In their translation of classical Hindu mythology, Cornelia Dimmitt and J. A. B. van Buitenen's detailed description demonstrates that the ancient Hindus were amazingly prescient in melding cosmology into their religious ethos. The 11th-century account of the Arab scholar Alberuni provides details of the number system used by the Hindus and indicates that they were very comfortable with the notion of astronomically large numbers and infinities.

Thank you for your recent series of thoughtful and thought-provoking editorials. This feature has become the section that I look forward to reading the most in your newsmagazine.

Rama Viswanathan
Beloit, Wis.

I thought your editorial provided much food for thought, especially since Sagan had so many brilliant thoughts and was a remarkable scientific communicator. Thank you!

Sam Haywood
San Bernardino, Calif.

Kudos on the editorial "Science and Natural Theology" describing the collected Gifford Lectures of Sagan. I'm not familiar with the book "The Varieties of Scientific Experience," edited by Ann Druyan, but it will be at the top of my reading list. Quotes like "The God portrayed is too small" and "[do] not ... foist emotional predispositions ... but ... courageously accept what our explorations tell us" would seem to make this a valuable resource.

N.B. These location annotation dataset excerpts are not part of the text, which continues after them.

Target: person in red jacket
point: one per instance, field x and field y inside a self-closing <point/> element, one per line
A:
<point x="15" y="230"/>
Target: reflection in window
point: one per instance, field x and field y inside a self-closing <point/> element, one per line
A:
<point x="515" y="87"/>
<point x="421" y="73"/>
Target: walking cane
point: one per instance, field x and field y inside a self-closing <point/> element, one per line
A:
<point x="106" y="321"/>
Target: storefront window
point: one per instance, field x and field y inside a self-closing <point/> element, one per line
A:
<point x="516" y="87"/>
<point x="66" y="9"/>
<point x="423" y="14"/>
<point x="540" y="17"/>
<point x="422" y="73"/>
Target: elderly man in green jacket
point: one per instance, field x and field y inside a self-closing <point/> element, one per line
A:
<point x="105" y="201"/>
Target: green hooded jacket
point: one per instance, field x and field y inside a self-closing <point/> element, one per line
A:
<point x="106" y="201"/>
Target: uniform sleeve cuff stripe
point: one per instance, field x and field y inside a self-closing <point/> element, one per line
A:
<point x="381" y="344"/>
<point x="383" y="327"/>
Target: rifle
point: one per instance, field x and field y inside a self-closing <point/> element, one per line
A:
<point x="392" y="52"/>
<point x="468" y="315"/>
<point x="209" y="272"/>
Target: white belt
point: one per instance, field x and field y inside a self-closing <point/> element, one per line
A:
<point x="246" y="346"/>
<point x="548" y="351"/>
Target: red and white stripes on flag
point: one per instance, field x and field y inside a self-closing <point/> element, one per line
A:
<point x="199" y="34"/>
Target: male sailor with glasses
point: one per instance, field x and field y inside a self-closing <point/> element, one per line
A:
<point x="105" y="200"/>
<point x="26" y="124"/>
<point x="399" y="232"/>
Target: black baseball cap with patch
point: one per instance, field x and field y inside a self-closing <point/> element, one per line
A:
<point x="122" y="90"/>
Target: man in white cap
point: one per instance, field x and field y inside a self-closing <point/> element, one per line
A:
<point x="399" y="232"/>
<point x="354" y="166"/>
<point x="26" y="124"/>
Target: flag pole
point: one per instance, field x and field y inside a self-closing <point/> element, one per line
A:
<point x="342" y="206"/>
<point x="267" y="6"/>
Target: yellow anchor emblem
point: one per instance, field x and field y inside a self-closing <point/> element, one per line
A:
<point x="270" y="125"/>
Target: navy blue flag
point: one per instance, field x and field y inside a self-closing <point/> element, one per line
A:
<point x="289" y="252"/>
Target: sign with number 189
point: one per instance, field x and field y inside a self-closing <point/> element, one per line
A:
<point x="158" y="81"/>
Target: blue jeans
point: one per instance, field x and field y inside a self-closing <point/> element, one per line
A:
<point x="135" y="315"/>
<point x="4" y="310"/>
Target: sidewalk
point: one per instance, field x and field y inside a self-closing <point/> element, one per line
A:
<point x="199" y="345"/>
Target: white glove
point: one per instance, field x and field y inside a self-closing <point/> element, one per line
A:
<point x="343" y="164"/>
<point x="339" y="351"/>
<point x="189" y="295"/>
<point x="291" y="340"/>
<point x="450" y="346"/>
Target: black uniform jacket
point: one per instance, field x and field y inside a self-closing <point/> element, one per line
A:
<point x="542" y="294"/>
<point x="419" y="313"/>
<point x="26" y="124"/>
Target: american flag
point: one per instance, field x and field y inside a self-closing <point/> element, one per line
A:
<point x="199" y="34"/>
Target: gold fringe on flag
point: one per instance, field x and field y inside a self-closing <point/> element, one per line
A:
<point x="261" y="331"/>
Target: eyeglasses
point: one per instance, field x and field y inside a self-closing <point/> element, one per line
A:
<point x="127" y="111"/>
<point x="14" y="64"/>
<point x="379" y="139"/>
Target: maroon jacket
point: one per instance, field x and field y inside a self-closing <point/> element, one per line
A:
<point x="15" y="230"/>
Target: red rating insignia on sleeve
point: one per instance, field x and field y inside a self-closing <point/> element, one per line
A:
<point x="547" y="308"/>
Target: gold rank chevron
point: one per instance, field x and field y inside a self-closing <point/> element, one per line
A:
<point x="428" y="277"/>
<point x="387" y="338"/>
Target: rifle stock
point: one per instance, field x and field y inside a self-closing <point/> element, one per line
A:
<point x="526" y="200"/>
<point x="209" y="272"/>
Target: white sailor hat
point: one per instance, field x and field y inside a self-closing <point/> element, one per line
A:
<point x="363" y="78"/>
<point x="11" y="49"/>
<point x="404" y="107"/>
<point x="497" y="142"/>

In the same issue, the article "Science of Homeschooling" is both excellent and needed. The dearth of nonreligious-based materials is disturbing, although the several programs mentioned obviously need more publicity. Even parents who are not necessarily atheists need nonreligious-based materials. In addition, nonbiased reviews of the religious-based materials (especially the labs) are needed so that the academic achievements of those students homeschooled with these materials can be properly evaluated. Much of the creationist and intelligent design cant I've seen exhibits extensive ignorance of, or misinformation about, several topics, including thermodynamics and thermochemistry of chemical reactions.

I'm disturbed by the views of several of the contributors, both secular and religious, denying the value of labs. Even if labs are performed, misconceptions apparently abound. Unless one is merely diluting glacial acetic acid for further use, grocery-store vinegar is not a substitute for the pure or concentrated compound.